Two. Additionally, getting there early gives you the opportunity to get shots that most people miss. One of our favorite images ever is a shot of one of our grooms and his seven brothers from Kentucky singing hymns in a circle before the ceremony began. We don’t get shots like that when we’re arriving just as the bride is!
Three. By getting there early and showing the priest/pastor/rabbi that our light will be staying behind the guests in the form of a one light set up…..we’re actually given permission to use flash in a lot of churches that don’t usually allow it. But just to be clear that we are always getting permission first! :)
Four. Going along with that, we truly believe what we said above! By keeping the light behind the guests rather than moving on our cameras with us wherever we go, we do feel a lot less obtrusive even though it is bigger light. Honestly the guests never pay any attention to it because they don’t associate the click of our shutter at the front with a tiny wink of light coming from behind. So this fits really great with one of our biggest goals of not becoming too much a part of the story.

Five. An additional advantage to bringing a second shooter is that it allows one of you to be up front for the processional and the other to be in the back with the bride & her dad getting those emotional last shots before he gives her away. Also, it’s amazing how many times I’ve been able to save the day by being there to fluff the dress or open the doors for them when everyone else has already gone down.
Six. Especially in a church, we really try to pace how often we’re firing the shutter. We had someone second shoot with us once who just held down the shutter & went for it. It was pretty embarrassing! So we definitely learned from that and now we try to be really conscious of how often we’re shooting, especially with two of us. It’s a great lesson in waiting for the decisive moment, and it means that we can be as unobtrusive as possible.
Seven. Justin & I really like to work the sides for most of the ceremony. It keeps us out of the way and it puts us in a great position to draw our angles for dimensional light on the bride & groom. If we do shoot from the middle aisle, we try never to go further down than halfway. Our theory is that there is NO shot that we can get that will make it worth it to alienate a roomful of potential future brides!
Eight. Check your ego at the {church} door. I think this is good advice for the whole day, but especially so during the ceremony. We try to remind ourselves often that a wedding is not a photo shoot. Yes we’re there to get gorgeous photos and yes we love the couple portraits as much as anyone. But there is a much BIGGER thing happening that day than just a pretty couple in pretty clothes. Two people are starting a life together. They are making a promise for life together. And when you go into it with that purpose and that “Why” in mind, then all of the other “Hows” just have a way of falling into place.

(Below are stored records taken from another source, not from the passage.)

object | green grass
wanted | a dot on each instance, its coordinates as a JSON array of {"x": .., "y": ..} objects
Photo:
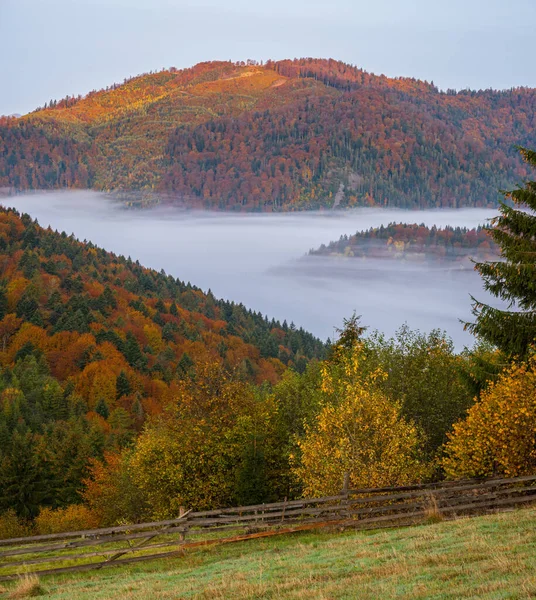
[{"x": 487, "y": 557}]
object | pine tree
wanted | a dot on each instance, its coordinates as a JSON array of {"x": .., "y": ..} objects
[{"x": 512, "y": 279}]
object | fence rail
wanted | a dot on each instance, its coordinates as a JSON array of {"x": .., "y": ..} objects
[{"x": 369, "y": 508}]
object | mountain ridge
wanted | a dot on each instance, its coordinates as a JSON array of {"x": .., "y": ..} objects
[{"x": 281, "y": 135}]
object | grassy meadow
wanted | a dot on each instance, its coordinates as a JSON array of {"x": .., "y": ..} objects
[{"x": 488, "y": 557}]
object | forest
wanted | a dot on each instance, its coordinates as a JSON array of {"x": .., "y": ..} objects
[
  {"x": 402, "y": 241},
  {"x": 127, "y": 395},
  {"x": 286, "y": 135}
]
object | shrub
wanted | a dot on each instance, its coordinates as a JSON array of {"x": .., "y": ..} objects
[
  {"x": 497, "y": 437},
  {"x": 11, "y": 526}
]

Happy Pancake Day friends!

PS: If you need more help with your lighting and can’t make one of the workshops, DEFINITELY check out our J&M Lighting Bundle!! This includes our J&M Lighting Guide (110+ page ebook & one hour video) our BRAND NEW Lighting the Bridal Details Guide (50+ page ebook & 50 min video), and the BONUS of our Lighting Bootcamp video! You can find everything by going HERE!! 


  1. Shalese

    Loving these videos! :)

  2. Crystal

    This is so helpful! I love referring to my lighting guide. Churches are my greatest struggle. Thank you also for the reminder that a wedding is not a photoshoot! Something to really remember! Blessings to you!

  3. dana todd

    thanks for the info! Can you guys maybe perhaps show on a drawing where you keep the light? is it your pro photo or flash with a diffuser? And does it stay in that one spot the entire time?

  4. Samantha

    Super helpful, you guys are awesome!